Legume hosts differ in the range of partners with which they form symbioses. At one end of the spectrum are legumes such as chickpea (Cicer arietinum) which nodulate with a restricted number of rhizobial strains or species and are thus considered as specific in their rhizobia requirement. At the other end is cowpea (Vigna unguiculata) which is considered as the most promiscuous (or non-specific) of the grain legumes, nodulating with a wide range of both fast- and slow-growing rhizobia. Similar relationships exist among rhizobia although rhizobia that were isolated from tropical soils had previously been grouped as members of the ‘cowpea miscellany’ because cowpea is a test plant nodulated by many poorly characterized slow-growing rhizobial strains (Giller, 2001). It is now clear that rhizobia in the tropics constitute a highly diverse group of both fast and slow- growing types with a wide range of symbiotic specificities. Legumes that have a specific requirement for rhizobia (e.g. soybean, chickpea) need inoculation. This can be achieved using commercially available rhizobial inoculants already tested in African conditions. However, inoculant use in smallholder farming systems of sub-Saharan Africa is generally low due to the poor presence of inoculant infrastructure and expertise in the region.
The global market for rhizobial inoculants is dominated by soybean, due to its strong requirement for inoculation. The specific nodulation requirement of most commercial varieties of soybean arose because they were bred largely in North America where indigenous rhizobia compatible with soybean were absent. This has led to inoculation with soyabean being the standard practice in North America.

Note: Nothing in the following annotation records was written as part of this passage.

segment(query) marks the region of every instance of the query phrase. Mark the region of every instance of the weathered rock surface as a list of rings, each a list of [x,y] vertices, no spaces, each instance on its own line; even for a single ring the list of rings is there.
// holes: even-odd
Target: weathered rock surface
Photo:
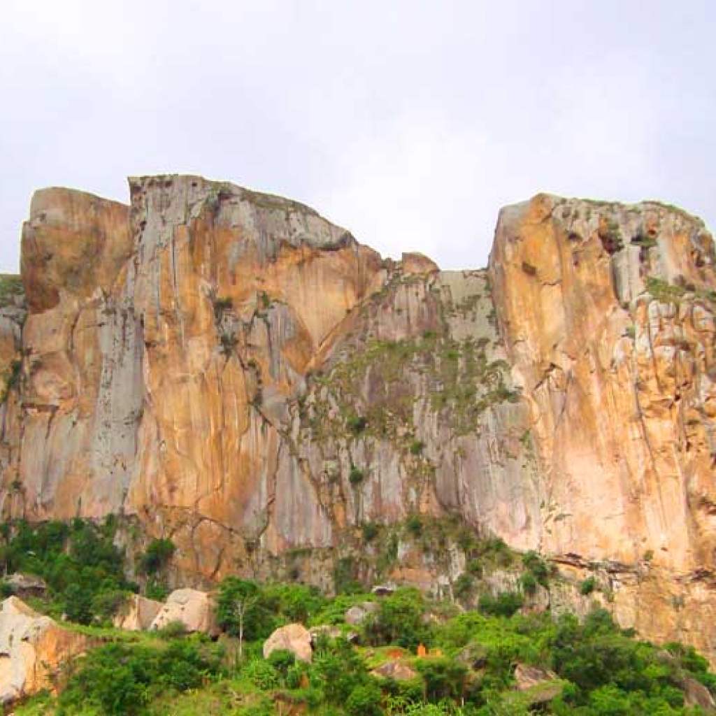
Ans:
[[[515,688],[529,696],[531,704],[542,704],[558,696],[564,687],[557,674],[547,669],[518,664],[515,667]]]
[[[330,588],[337,565],[445,596],[460,531],[499,535],[565,576],[535,608],[597,602],[716,659],[700,221],[540,195],[500,213],[487,270],[440,271],[230,184],[130,187],[33,198],[0,306],[4,517],[122,515],[176,544],[175,584]]]
[[[359,604],[354,604],[347,609],[344,619],[346,624],[355,626],[362,624],[367,616],[374,614],[379,609],[379,605],[374,601],[363,601]]]
[[[286,649],[299,661],[311,662],[313,649],[311,648],[311,632],[299,624],[279,626],[263,642],[263,658],[268,659],[273,652]]]
[[[141,594],[132,594],[122,605],[112,621],[117,629],[129,632],[144,632],[152,626],[153,622],[163,607],[164,604],[155,599],[148,599]],[[184,623],[183,619],[182,623]]]
[[[147,600],[151,601],[151,600]],[[153,605],[145,605],[147,609]],[[218,634],[216,605],[211,594],[198,589],[175,589],[150,624],[151,629],[163,629],[179,621],[187,632],[201,632],[211,636]]]
[[[44,579],[34,574],[22,574],[15,572],[5,578],[5,584],[18,596],[41,596],[47,591],[47,584]]]
[[[417,672],[415,669],[397,659],[381,664],[371,674],[384,679],[393,679],[395,681],[410,681],[417,676]]]
[[[16,596],[0,605],[0,703],[54,691],[60,667],[84,652],[89,639],[59,626]]]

The North American breeding program was highly successful in increasing potential grain yield of soybean such that materials from North America have been used in many other countries. Promiscuous, multipurpose varieties of soybean have been selected in Nigeria by IITA by crossing high-yielding varieties from North America with more promiscuous materials from Asia (Giller, 2001). In southern Africa, highly promiscuous varieties were identified from early introductions of soybean that originated from China (Mpepereki et al., 2000). In areas where inoculants are not readily available the promiscuous varieties have a particular niche for smallholder farmers.
Bean is relatively promiscuous in its rhizobial requirement but often forms nodules with ineffective strains and thus may respond to inoculation. Earlier studies showed consistent small responses to inoculation that gave a mean yield increase of around 8% across 30 trials in the highlands of East Africa (Amijee et al., 1998; Giller et al., 1998). With improved quality inoculants and more effective strains that can readily be identified (Figure 2) we are confident it is worthwhile to invest in research to develop inoculant technologies for beans.
Figure 2. Yield response of soybean varieties to inoculation with rhizobium in a smallholder farmers’ field in Zimbabwe. Sonata and Solitaire are newer, specific varieties from Seed Co, Roan and Nyala are older, specific Seed Co varieties. Magoye and Local are older, promiscuous varieties (Kasasa, 1999).
The other grain legumes (cowpea and groundnut) are promiscuous and unlikely to respond to inoculation unless inoculated with selected strains applied in high concentrations. In these cases increasing BNF inputs in smallholders’ fields will be achieved by legume selection, agronomic approaches and increasing the area cultivated. Potential for selection of better strains that may result in inoculation responses will be explored through research.